I put my head against his chest again, too filled with self-hatred to do any more, and his hand came to the side of my face as he held me tighter. By rights he should have walked away from me in disgust and horror, and I didn’t know why he hadn’t
“I see, hama, that I should have given more thought and attention to you than I have,” he said with a sigh, leaning down to put his lips briefly to my hair. “So deeply immersed was I in my own difficulties and intentions, that I saw no part of your own. Proper teaching should have been given you a long time past, yet did I err in seeing you as no more than a wenda. Sit up now, so that we may begin.”
In confusion I let him urge me away from his chest, understanding nothing of what he was talking about. His blue eyes looked at me soberly where I sat in his lap, and his big hand came to smooth my hair.
“Even had you been born a wenda of this world, you would not have been given the teachings of a boy,” he said. “You would, however, have a closer understanding of the necessary, having been taught to share your life with one who must bear the burden. In this instance is it you who bears the burden, and though I attempted to take it from your shoulders, I should have known that such a thing is impossible. It must be my duty, instead, to strengthen you for that burden. Will you hear my words and know them as truth?”

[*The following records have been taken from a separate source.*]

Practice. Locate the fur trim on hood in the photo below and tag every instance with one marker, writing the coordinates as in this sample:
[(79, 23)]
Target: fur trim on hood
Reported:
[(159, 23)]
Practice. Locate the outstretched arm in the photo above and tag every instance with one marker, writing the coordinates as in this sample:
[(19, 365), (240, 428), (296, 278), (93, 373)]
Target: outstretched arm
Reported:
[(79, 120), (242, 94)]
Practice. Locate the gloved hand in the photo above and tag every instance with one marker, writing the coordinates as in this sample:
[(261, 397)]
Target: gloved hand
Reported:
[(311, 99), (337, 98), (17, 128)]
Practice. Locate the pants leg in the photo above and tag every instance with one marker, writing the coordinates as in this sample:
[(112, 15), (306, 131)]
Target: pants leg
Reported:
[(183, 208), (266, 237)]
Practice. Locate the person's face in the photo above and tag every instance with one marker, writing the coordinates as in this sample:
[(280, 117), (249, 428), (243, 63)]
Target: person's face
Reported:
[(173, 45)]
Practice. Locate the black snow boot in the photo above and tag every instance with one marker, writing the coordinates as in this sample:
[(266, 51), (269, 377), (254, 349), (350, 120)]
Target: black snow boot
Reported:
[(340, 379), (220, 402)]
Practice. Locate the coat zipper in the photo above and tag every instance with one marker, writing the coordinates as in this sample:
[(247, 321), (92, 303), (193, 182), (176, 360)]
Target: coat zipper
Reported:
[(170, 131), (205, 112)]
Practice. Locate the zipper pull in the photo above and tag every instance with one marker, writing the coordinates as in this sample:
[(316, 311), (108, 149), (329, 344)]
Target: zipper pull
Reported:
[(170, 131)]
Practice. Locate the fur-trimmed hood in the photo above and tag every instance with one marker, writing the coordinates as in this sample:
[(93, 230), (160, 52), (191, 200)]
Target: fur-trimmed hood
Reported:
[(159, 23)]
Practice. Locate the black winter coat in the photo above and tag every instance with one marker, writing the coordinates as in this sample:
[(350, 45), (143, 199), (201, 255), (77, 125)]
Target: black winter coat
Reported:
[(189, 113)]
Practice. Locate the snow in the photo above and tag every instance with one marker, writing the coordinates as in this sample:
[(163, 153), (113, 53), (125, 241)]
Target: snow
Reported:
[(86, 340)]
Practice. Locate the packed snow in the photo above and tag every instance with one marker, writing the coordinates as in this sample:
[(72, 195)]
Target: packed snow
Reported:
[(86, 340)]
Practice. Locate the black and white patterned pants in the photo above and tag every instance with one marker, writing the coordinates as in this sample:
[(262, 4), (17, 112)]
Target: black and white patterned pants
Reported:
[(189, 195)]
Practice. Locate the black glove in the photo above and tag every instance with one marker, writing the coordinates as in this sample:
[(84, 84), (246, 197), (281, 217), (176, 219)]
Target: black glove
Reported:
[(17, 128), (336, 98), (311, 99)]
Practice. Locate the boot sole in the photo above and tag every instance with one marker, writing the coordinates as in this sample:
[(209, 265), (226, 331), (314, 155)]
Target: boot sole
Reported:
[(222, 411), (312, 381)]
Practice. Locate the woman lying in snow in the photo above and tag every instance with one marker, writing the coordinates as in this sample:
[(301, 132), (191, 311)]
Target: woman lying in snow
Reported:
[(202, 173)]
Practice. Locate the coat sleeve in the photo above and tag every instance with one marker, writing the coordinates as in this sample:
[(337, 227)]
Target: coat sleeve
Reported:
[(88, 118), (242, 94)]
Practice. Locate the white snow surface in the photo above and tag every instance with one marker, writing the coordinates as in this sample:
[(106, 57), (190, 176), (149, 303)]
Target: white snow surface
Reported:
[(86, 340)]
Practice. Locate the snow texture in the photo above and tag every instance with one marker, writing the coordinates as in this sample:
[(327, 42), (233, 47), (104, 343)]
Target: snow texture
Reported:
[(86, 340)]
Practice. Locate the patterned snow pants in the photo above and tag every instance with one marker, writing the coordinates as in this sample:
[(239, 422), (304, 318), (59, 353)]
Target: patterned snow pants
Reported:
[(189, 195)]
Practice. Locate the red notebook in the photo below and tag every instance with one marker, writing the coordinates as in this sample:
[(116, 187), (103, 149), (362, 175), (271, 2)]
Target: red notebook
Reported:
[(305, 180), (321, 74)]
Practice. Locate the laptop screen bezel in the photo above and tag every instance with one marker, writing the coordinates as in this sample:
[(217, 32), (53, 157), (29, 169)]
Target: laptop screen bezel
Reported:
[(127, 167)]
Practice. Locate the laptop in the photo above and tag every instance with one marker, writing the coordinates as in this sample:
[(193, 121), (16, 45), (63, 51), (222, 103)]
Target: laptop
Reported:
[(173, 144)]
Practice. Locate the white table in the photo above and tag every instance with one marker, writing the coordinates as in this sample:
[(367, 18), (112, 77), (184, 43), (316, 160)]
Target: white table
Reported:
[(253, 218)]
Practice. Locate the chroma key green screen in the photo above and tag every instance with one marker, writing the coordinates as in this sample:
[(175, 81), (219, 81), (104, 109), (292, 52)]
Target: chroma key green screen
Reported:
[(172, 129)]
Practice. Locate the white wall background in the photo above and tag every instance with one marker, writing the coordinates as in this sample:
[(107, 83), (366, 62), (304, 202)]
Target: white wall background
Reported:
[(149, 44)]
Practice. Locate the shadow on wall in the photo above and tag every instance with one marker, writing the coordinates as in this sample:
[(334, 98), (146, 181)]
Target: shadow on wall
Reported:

I nodded hesitantly, still not understanding, but he smiled gently, as though my agreement had been enthusiastic.
“On this world, all male children are prepared for the wielding of weapons,” he said, keeping his eyes only on my face. “A number of them grow to be merchants or shopkeepers or healers who will do little with the swords they are taught to use, yet many will grow to be l’lendaa and some few even dendayy. As it is impossible to know from the very beginning what each of them will be, they are all taught the same with no distinctions. The first thing they are taught is that a weapon, any weapon, is not to be used without reason. To do so is to be less than a man, for a true man has reason and is able to distinguish between right and wrong.
“Wrong is to use a weapon merely because one is able, merely because it gives one pleasure to do so,” he said. “One must think of oneself among others, and consider if one would find approval in being attacked so by another, merely because that other has greater skill. Should one find a thing wrong when it is done to oneself, it is equally wrong to do the same to others.”
“But that’s what I’ve been saying!” I objected, the confusion I felt making me even more upset. “I’ve been doing terrible wrong, and it doesn’t stop!”
“Hush, wenda,” he scolded gently, briefly putting one hand under my chin. “This is but the first lesson taught a child, and although it is greatly important, it is not the only lesson.
“Once a boy’s teaching with a sword has begun, he must then learn the lesson of patience,” he continued. “When one bears a fine new weapon one has just begun to learn to use, one is eager to test that weapon and learning. There are many contests and trials of skill in which these young l’lendaa are allowed to participate, yet are they forbidden to draw sword at any other time. They are told that one does not bare a blade without using it, therefore are they made to shed a small amount of their own blood if ever they are found with weapon in hand without a proper reason for its being there.”